There have been some losses as the Council or its contractors have been cutting down trees which have died sue to a soil borne fungus. Undergrowth often gets taken out in the complexity of removing entire tress. But they have also been planting more trees that are a decent size when they go in. And then (I am guessing) one of my neighbours dug out my most successful weaving sedge, undoubtedly with different ideas about how to manage water flow through the neighbourhood after the flood. Even more recently, someone decided to take out two huge thriving wattles that I liked very much, presumably as a way of dealing with the gentleman who had been storing things behind them, sorting through them and then leaving behind what he didn’t want or need. I’d picked up the discarded items a few times, but evidently not enough for someone… or there was other trouble going on from someone’s point of view!
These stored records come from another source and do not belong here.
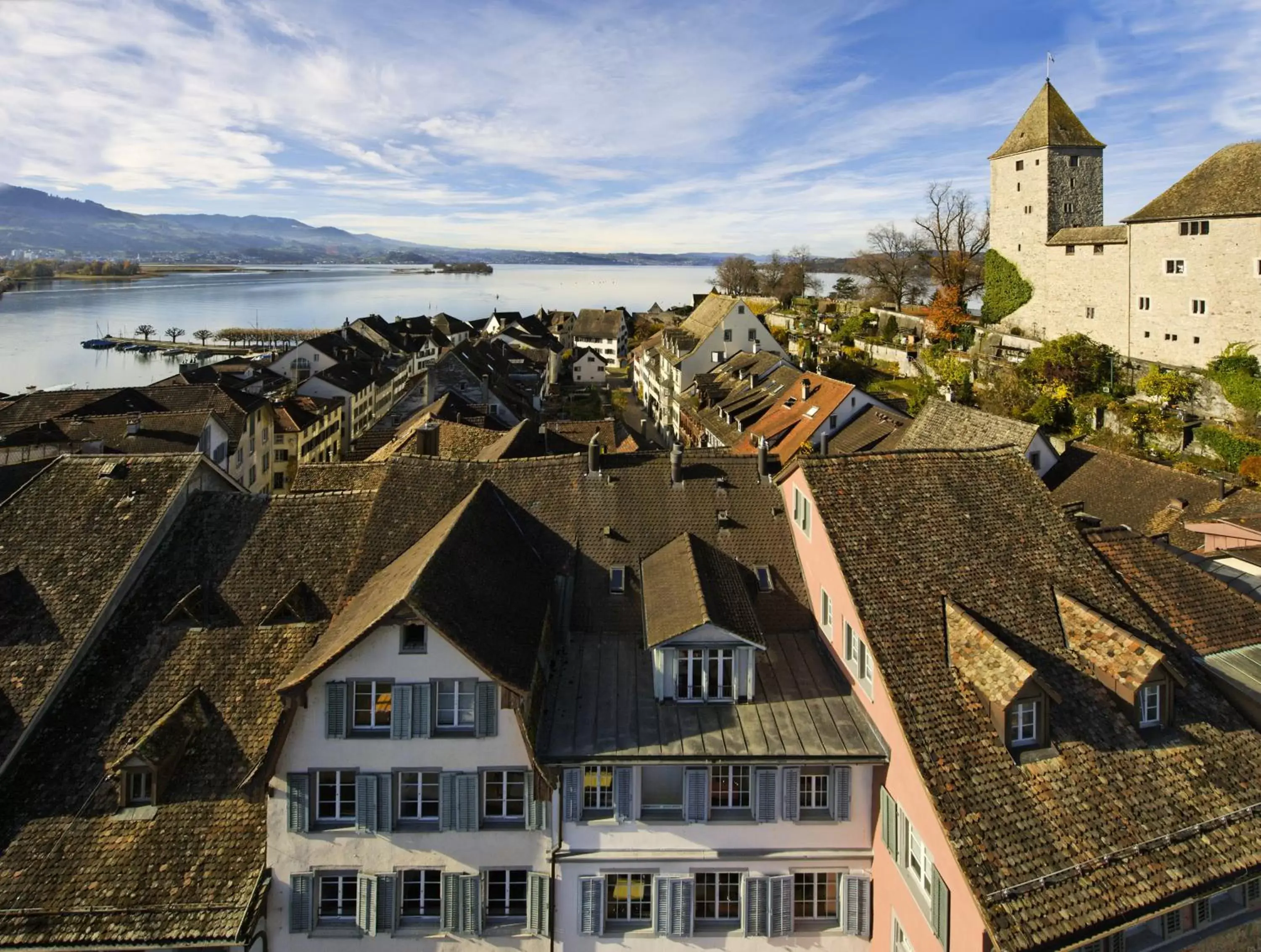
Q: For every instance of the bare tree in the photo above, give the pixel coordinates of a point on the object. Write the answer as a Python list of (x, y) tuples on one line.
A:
[(893, 263), (958, 234), (736, 275)]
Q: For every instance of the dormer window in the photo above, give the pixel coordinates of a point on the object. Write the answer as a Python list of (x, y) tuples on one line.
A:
[(1023, 719), (413, 639), (1150, 708), (140, 787)]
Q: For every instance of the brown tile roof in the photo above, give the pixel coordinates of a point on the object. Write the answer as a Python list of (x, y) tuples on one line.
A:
[(1148, 497), (688, 584), (1227, 183), (72, 873), (1047, 123), (1097, 235), (978, 528), (473, 577), (867, 430), (946, 425), (1202, 611), (69, 542), (984, 661)]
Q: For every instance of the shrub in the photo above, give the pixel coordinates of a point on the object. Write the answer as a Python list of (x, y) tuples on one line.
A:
[(1005, 289), (1250, 468)]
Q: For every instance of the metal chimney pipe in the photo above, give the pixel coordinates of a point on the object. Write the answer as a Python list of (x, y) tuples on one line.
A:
[(593, 455)]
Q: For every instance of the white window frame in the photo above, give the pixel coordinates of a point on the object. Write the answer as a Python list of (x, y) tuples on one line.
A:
[(422, 785), (376, 690), (729, 773), (454, 688), (920, 862), (801, 511), (602, 789), (1024, 729), (1149, 698), (422, 883), (505, 800)]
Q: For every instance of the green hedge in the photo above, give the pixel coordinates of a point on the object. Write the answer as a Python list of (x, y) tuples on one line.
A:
[(1005, 289), (1231, 448)]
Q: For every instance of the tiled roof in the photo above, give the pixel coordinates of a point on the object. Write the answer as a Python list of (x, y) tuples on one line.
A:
[(688, 584), (1203, 611), (67, 542), (1148, 497), (978, 528), (1097, 235), (601, 324), (79, 873), (946, 425), (473, 577), (1227, 183), (790, 421), (867, 430), (1047, 123)]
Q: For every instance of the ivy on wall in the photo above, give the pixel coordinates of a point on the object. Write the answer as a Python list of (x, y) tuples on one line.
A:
[(1005, 289), (1232, 449)]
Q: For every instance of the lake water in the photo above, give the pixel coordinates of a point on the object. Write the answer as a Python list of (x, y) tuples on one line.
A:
[(41, 329)]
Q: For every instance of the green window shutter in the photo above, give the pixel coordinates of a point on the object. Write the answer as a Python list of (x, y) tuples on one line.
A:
[(422, 710), (572, 794), (466, 801), (301, 888), (299, 802), (623, 795), (471, 905), (780, 907), (539, 905), (401, 715), (385, 804), (857, 911), (941, 910), (388, 917), (452, 902), (765, 795), (591, 908), (366, 905), (446, 801), (696, 795), (840, 794), (486, 717), (889, 823), (335, 713), (366, 804), (792, 794), (756, 906)]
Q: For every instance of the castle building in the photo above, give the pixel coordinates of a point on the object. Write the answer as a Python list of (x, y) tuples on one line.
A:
[(1173, 283)]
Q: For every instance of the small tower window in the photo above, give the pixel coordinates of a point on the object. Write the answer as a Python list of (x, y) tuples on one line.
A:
[(140, 787)]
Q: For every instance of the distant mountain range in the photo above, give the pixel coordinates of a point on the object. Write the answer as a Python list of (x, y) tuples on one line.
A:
[(67, 227)]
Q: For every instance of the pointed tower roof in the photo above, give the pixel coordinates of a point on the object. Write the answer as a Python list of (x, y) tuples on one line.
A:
[(1047, 123)]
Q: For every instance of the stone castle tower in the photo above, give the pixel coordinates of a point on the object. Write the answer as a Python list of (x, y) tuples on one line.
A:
[(1047, 176)]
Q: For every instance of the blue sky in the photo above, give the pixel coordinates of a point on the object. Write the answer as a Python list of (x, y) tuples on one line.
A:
[(622, 125)]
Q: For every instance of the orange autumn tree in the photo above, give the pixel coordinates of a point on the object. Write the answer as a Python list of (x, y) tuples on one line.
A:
[(945, 317)]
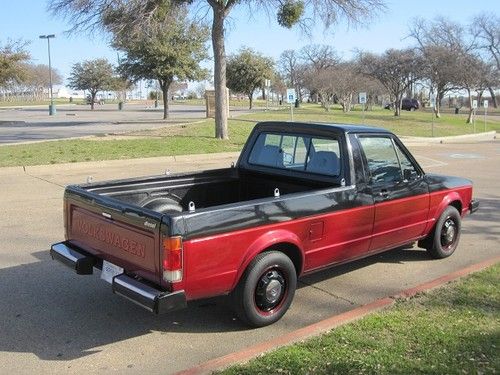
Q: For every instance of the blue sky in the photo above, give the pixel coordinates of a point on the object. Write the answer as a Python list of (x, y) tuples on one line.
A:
[(27, 19)]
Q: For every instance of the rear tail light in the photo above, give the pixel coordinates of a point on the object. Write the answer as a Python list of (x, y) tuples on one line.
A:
[(172, 259)]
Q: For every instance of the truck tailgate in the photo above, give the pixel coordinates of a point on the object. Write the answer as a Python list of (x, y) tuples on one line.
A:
[(116, 237)]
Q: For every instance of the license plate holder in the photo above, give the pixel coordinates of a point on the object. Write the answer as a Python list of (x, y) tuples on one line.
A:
[(110, 270)]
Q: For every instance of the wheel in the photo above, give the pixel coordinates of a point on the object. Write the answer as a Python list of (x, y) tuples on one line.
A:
[(266, 289), (446, 234)]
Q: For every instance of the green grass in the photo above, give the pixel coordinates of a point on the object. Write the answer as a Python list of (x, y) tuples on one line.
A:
[(199, 138), (452, 330)]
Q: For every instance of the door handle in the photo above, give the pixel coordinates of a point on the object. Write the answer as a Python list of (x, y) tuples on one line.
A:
[(384, 194)]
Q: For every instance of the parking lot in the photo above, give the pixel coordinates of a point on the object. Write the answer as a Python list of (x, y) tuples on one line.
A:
[(54, 321)]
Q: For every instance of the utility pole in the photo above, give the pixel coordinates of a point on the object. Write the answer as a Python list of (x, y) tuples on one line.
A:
[(52, 108)]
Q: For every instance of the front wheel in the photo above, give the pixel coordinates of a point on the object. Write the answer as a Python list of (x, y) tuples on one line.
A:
[(266, 289), (446, 234)]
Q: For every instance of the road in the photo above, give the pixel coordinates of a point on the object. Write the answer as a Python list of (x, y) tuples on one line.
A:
[(34, 124), (54, 321)]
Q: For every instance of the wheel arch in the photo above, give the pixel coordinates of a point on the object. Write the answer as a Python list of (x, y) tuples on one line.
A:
[(279, 240)]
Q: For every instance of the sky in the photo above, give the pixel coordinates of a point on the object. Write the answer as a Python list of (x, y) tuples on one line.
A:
[(27, 19)]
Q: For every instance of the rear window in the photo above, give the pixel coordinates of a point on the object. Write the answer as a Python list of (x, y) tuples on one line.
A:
[(297, 152)]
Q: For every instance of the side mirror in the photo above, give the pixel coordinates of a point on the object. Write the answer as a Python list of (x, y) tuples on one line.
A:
[(409, 174)]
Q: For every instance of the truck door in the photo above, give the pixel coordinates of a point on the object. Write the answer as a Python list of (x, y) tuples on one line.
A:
[(399, 191)]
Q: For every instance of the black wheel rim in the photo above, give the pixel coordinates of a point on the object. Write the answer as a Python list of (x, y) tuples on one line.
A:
[(449, 232), (270, 291)]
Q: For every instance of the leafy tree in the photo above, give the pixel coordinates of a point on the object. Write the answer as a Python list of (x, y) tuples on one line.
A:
[(92, 75), (395, 69), (247, 71), (164, 53), (88, 14), (13, 59)]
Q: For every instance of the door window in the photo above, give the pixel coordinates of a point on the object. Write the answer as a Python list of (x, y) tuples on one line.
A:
[(385, 159)]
Some things are really thriving and this year I have direct seeded saltbush into some parts of the neighbourhood where ground cover is low, while in others, saltbush is being itself and spreading itself around freely. Thank goodness.
Some of last year’s sheoaks have survived a more widespread than usual weed spraying programme and their understorey of saltbush and other tough native plants is growing too.
In this very challenging spot I planted some random plants given to me by various people and this hibiscus has been flowering for months. Understorey boobialla, some eucalypts and a feijoa tree are still growing too. Life just keeps growing up.